In the News
As published in USA Today, October 21, 2004.
Motion Researchers Want to Know What Throws Pitchers
By William Hathaway, The Hartford Courant
As 14-year-old pitcher Michael Spracklin of Farmington winds up, he
has more television cameras trained on him than Barry Bonds at the
All-Star game.
Researchers at the Center for Motion Analysis at Connecticut
Children's Medical Center in Hartford hope that what they learn by
analyzing the moves of Spracklin and other young baseball pitchers will
keep their young arms healthy enough to face down the next generation of
sluggers.
Studies of young pitchers are desperately needed because more and
more of them are showing up at doctors' offices with damaged shoulders
and elbows, said Dr. Carl Nissen, an orthopedic surgeon at the
University of Connecticut who is conducting a study of young pitchers at
the children's hospital.
"It's an epidemic," said Nissen, who has performed surgeries on at
least a dozen young pitchers' elbows in just the past half-year.
Nissen and other researchers are using imaging technology to find out
exactly what goes wrong with young pitchers' arms.
The most common explanation for arm injuries is that young pitchers
play too many innings and throw too many pitches such as curve balls and
sliders that put too much strain on their underdeveloped bodies.
Though those explanations may turn out to be correct, "the reality is
that it is almost all folklore," with few scientific studies to support
the conclusions, Nissen said.
Already, motion analysis of five young pitchers in a pilot study has
challenged at least one long-held Little League canon - that the curve
ball puts undue strain on a young child's arm and shouldn't be thrown
until at least puberty.
Nissen said detailed motion analysis of Spracklin and other young
pitchers shows that, when properly thrown, the "12-6" curve ball - one
thrown straight overhand with a snapping motion of the wrist - generates
less force on the arm than a fastball, the stock pitch of pitchers of
all ages.
But at least one study has found that pitchers using curve balls and
sliders when young experience more arm problems.
"That's very clear," said Glenn S. Fleisig, chairman of research at
the American Sports Medicine Institute in Birmingham, Ala., a leader in
the field of pitching mechanics.
Though Fleisig's own motion studies have shown that the curve ball
exerts about the same force on the arm as a fastball, it demands the use
of a different set of muscles than a fastball, and that can generate arm
pain, Fleisig said.
Fleisig, Nissen and other experts do agree that throwing an excessive
number of innings is probably the chief cause of arm problems in young
players and that extended seasons of six months, nine months or even
all-year participation in organized baseball are taking a serious toll
on young arms.
Old-time professional pitchers may have been able to throw a high
number of innings later in life because they did not play organized
baseball on a year-round basis, Nissen and Fleisig suggest.
Nissen said more scientific study is needed to confirm common wisdom
- or to debunk it.
What happens to a fatigued arm is just one question the Center for
Motion Analysis wants to answer with its sophisticated imaging
technology.
When the young pitcher throws with motion sensors attached to his
body, images from a dozen cameras translate data from the sensors into
digital images - which show up as a mobile, three-dimensional
green-tinged skeleton on a computer screen.
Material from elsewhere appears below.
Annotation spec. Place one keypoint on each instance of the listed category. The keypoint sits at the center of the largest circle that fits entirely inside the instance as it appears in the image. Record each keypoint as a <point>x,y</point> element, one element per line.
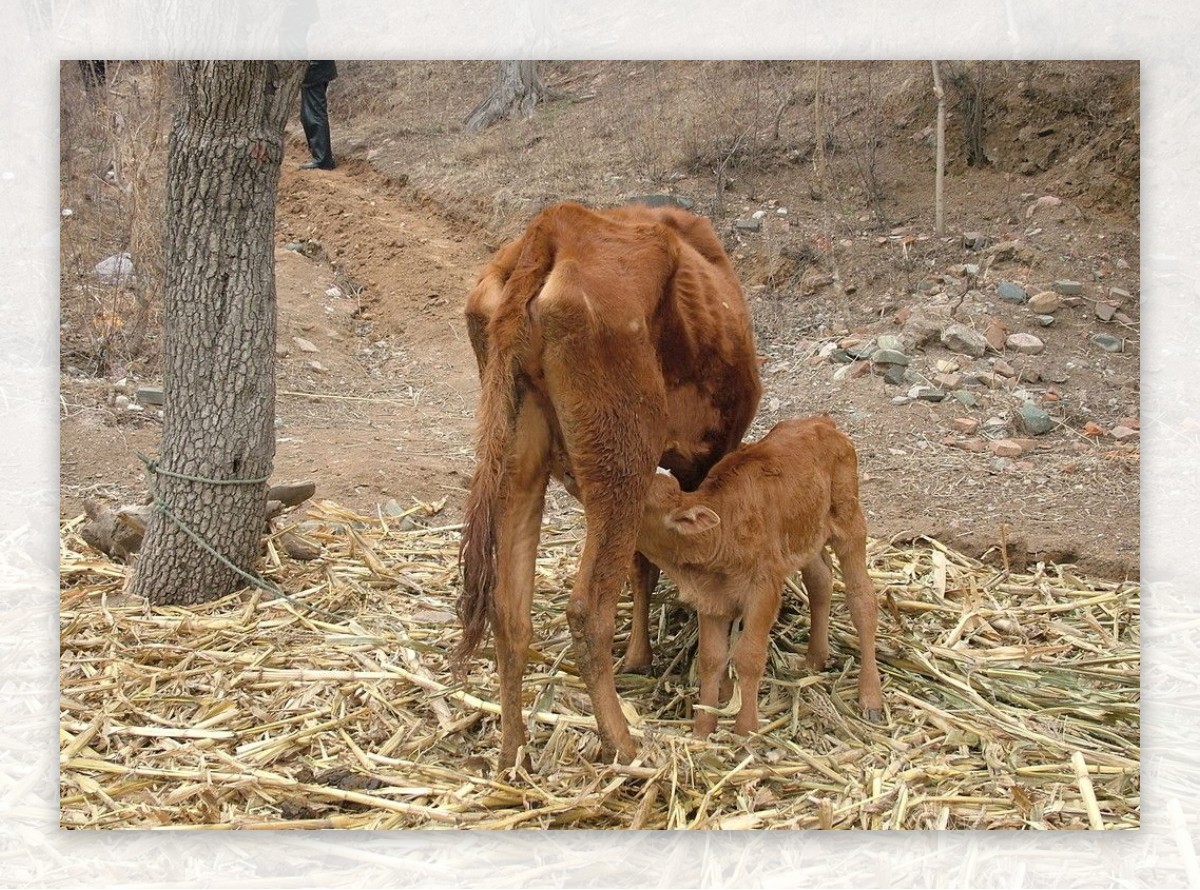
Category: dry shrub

Nissen, along with Slyvia Ounpuu, director of the motion center, and
other researchers then can examine from many angles the complex set of
movements that make up a single pitch, picking up movements that are
invisible even to the most well-trained pitching coach.
"We really don't know exactly how kids actually pitch," said Ounpuu,
who says the center wants to conduct more research on young pitchers.
Pitching mechanics in adults have been well-studied, especially in an
era when top major-league pitchers can demand annual salaries in excess
of $10 million, but young pitchers have not been extensively examined,
she said.
For instance, experts say that youngsters often get hurt because they
fail to use the lower part of their body to generate power in their
pitches and instead rely solely on their arms.
And carefully studying pitching mechanics may help coaches find new
ways to prevent injuries to youngsters, she said.
For now, coaches and parents should take precautions to protect young
pitchers from injuries - and from their sometimes pushy parents.
"If he says his arm is tired, don't blow him off as a little kid,"
Fleisig said. "Take it seriously."
Bill Spracklin said he carefully monitors his son Michael's innings
throughout the year and often talks to his coaches about his workload.
And, Nissen says, parents who envision their child throwing at Fenway
Park or Yankee Stadium someday should realize that an elbow operation
resulting from overuse can end that dream quickly.